День позора
23.08.2023 16:46
День позораВ календаре нет такого официального праздника, да и какой нормальный человек назовёт праздником – День позора?

Вот и Оля считала себя абсолютно нормальной женщиной, не склонной к авантюрам или, боже упаси, эпатажным поступкам. Правда, некоторые поговаривали, что Олечка с лёгким присвистом. Но куда ж без этого, если ты художница?

Оля писала цветные пятна, брызги и улиток с большими человеческими глазами. И хотя род её деятельности не имеет прямого отношения к данному происшествию, но именно он подчёркивает некоторую импульсивность героини и её творческую рассеянность.

Ах, если бы Олечка только знала, чем обернётся для неё тот злосчастный летний день, она бы ещё с утра затаилась как мышка и носу бы не высунула из квартиры.
А виной всему лохматая шуба.

Нормальный человек спросит: какая может быть шуба летом? Вот и Оля так подумала – какого чёрта эта старая шуба до сих пор болтается в платяном шкафу и занимает столько места? Из чьего меха шуба, Оля не знала, не носила её уже лет сто, но в начале каждой зимы неизменно примеряла с робкой надеждой, что фасон вернётся в моду, и каждый раз убеждалась – нет, в этой шубе она похожа на Чудовище из «Аленького цветочка».

Не дожидаясь зимы, Оля сняла шубу с вешалки, накинула её на ночнушку, покрутилась у зеркала, но чуда не произошло и в этот раз. Всё, никаких сомнений, барахло на помойку! Или, может, всё-таки перешить в полушубок? Продать за символическую цену в меховое ателье? Где-то она видела такое объявление, то ли в почтовый ящик бросали, то ли повесили в подъезде на доске информации…

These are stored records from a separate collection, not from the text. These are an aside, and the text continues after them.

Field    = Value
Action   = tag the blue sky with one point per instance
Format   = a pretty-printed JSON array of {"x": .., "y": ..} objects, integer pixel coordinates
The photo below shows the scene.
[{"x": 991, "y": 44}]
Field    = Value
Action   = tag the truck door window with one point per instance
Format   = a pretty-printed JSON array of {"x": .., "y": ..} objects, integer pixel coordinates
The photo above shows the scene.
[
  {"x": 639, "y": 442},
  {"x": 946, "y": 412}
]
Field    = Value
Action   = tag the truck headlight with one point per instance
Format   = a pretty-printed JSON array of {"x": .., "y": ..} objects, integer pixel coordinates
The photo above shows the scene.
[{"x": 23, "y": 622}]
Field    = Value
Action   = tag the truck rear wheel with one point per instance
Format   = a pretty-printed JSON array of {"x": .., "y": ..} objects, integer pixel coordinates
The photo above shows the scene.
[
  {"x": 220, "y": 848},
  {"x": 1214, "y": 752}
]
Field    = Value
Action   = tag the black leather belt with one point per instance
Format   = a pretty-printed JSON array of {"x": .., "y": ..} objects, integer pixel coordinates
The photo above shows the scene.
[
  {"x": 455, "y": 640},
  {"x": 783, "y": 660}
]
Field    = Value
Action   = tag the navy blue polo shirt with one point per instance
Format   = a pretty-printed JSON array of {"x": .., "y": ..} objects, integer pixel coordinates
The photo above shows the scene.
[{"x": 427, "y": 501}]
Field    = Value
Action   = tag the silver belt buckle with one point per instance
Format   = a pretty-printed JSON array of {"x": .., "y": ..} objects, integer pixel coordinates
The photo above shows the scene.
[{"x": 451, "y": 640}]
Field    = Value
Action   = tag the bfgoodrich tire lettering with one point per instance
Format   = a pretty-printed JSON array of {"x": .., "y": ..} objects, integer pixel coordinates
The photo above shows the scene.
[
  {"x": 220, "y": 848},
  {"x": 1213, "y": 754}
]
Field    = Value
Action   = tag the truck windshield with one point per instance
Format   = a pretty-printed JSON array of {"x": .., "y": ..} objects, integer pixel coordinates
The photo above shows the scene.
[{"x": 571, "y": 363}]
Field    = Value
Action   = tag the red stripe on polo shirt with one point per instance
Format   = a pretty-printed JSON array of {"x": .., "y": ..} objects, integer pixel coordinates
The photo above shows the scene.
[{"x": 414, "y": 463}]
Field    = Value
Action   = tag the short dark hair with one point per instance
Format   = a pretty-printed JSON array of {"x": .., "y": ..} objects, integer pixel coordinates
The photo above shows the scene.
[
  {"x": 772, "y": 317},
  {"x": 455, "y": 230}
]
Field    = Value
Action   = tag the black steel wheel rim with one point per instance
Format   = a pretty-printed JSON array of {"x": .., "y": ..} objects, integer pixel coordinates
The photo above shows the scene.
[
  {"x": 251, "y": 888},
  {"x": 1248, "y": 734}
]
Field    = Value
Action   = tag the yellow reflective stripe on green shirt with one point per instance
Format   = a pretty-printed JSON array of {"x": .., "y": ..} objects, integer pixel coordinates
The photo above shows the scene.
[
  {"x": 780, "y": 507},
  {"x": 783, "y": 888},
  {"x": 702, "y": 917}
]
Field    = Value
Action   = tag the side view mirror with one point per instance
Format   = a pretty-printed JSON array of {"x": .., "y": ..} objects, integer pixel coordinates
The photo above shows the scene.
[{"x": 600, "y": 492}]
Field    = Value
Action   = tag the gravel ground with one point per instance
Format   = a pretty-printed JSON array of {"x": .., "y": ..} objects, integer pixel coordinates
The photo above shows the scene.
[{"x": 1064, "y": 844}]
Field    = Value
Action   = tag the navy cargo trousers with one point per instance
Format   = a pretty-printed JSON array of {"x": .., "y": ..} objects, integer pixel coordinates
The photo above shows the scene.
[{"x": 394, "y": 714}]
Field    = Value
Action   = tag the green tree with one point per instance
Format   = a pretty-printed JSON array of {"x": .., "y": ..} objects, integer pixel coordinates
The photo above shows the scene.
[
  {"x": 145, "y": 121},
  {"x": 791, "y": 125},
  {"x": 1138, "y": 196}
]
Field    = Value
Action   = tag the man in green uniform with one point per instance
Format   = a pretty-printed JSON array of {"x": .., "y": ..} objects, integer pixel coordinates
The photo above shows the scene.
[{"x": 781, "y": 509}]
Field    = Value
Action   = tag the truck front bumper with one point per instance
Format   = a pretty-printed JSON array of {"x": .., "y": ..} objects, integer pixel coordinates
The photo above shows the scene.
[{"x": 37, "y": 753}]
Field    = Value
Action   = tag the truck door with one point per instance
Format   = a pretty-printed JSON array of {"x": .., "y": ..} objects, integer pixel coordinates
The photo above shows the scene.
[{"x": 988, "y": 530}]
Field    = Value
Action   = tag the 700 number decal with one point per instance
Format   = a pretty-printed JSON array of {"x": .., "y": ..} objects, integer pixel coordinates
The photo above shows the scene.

Точно, рекламка насчёт оценки и скупки старых шуб наклеена в лифте! Оля решила сфоткать объявление на мобильный, но вспомнила, что тот на зарядке. Тогда она вооружилась первым попавшимся маркером, схватила со стола какую-то газету, чтобы записать телефон ателье, и прямо в шубе вышла из квартиры.

По счастью, на лестничной клетке соседей не было. Оля вызвала лифт, он прибыл на её девятый этаж, гостеприимно разъехались двери. Оля ступила внутрь и застыла в досаде: рекламный постер ателье сорвали, а на его месте чёрным маркером красовался свеженарисованный мужской половой орган. В довесок, чтобы у зрителей отпали всякие сомнения, под изображением было размашисто написано слово из трёх букв.

Пока Оля с придирчивостью художницы рассматривала рисунок, двери лифта сомкнулись и он поехал вниз. Бедная женщина судорожно нажимала на все кнопки, пытаясь остановить дурацкий лифт и вернуть его на свой этаж, но коварная ловушка неумолимо везла её на первый. Воля и разум окончательно покинули Олю, когда лифт дошёл до цели и двери разъехались. Перед Олей стояли два разнополых человека в летних шортах, сланцах и панамах, женщина обмахивалась веером.

– Добрый день! – поприветствовала парочку Оля. – Жарковато сегодня, не правда ли?

Женщина вопросительно сложила веер, ожидая, когда Оля покинет лифт, но та не собиралась выходить. Да и куда ей идти? Притвориться, что она решила прошвырнуться в магазин по тридцатиградусной жаре в зимней шубе?

– Заходите, пожалуйста! – Оля сделала приглашающий жест рукой. – А я просто так, катаюсь тут… Вам на какой этаж?
– Нажимай девятый, Оля, – озадаченно сказала женщина с веером.

«О, боже, она меня ещё и знает!» – ужаснулась Оля и нажала кнопку своего этажа.

– Это не я рисовала, – поспешила она оправдаться насчёт непристойного рисунка и воровато спрятала за спину маркер.
– Конечно, конечно, – как-то неубедительно согласилась женщина, разглядывая на Оле неуместную лохматую шубу и зажатую в руке газету.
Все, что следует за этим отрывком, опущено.